Bobby displayed his evilest smile. “I knew that would get your attention.”
Chapter 21
The wait while Bobby’s electronic gears whirred into motion gave Nohar a chance to think. For the most part he thought about Daryl Johnson. He now had a connection, however tenuous, between Johnson and the Zipheads.
But then, there was so much junk in Johnson’s system when he died, he had to be hooked on something. It was too bad flush addiction didn’t show up on an autopsy unless they looked for it. That’s what it must mean—had to be flush.
Bobby had traced one of Nugoya’s financial threads and it led back to, of all people, Johnson. There were only two reasons why Nugoya would be receiving money from Johnson. Since Nugoya only pimped female morey ass. it probably wasn’t sex.
Nugoya was offed for reselling the flush he got from the Zips.
Johnson was buying that flush.
Was he?
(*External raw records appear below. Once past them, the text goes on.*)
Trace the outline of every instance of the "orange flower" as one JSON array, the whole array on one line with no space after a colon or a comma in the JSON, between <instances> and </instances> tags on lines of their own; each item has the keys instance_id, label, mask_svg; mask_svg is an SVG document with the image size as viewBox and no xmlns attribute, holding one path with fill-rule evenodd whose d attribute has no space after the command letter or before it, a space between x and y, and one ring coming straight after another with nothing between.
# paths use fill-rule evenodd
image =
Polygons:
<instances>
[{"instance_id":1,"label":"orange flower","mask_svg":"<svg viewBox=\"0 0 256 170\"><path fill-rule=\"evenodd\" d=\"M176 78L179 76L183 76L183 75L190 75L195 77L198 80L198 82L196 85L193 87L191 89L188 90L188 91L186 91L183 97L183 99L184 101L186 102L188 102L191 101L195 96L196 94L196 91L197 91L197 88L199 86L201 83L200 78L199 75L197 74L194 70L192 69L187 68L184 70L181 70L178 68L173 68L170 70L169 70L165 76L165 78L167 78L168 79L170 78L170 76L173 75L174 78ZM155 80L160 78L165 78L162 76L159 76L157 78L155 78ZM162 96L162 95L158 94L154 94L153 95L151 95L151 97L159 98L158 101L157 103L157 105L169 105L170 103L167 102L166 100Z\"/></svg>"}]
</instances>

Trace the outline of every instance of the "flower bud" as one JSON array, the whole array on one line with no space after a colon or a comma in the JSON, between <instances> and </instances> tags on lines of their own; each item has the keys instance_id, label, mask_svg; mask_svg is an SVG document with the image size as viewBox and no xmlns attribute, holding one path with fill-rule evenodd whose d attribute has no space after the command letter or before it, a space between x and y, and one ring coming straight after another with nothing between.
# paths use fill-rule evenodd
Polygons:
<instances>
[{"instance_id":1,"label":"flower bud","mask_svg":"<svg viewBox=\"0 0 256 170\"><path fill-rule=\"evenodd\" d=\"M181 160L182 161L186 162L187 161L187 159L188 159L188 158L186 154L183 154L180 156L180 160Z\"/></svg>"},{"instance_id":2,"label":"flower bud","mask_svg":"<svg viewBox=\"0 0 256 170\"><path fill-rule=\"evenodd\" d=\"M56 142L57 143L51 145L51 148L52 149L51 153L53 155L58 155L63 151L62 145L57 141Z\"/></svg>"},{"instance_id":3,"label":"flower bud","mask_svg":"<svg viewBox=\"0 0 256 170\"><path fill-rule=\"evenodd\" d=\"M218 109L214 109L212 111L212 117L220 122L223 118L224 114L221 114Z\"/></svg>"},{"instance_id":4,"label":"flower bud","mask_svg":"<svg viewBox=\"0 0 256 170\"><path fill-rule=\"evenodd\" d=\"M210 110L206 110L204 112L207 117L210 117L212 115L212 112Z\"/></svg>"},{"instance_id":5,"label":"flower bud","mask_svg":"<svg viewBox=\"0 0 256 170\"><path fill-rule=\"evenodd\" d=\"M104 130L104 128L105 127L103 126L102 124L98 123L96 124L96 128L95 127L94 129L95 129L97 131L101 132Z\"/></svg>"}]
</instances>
Nohar wondered. If he was, Young had taken all trace of that drug from Johnson’s ranch. Bobby had only found three weekly payments—if it was the sign of an addict, it was a recent one.
Blackmail? No, the deposits were much too small for Nugoya’s taste had he known anything damaging. There was plenty of information that was damaging. . . .
It was another piece of the puzzle that didn’t quite fit.
The comm beeped. It was time for Bobby’s ride to show up.
A familiar Nissan Tory pulled in front of Manny’s house, Ruby again. It would be a long time before Nohar would trust a remote van. Nohar opened the front door and waved at the cab. Then he turned to Angel and Stephie. Stephie had somehow made some of Manny’s clean clothes fit her even when the proportions were all wrong.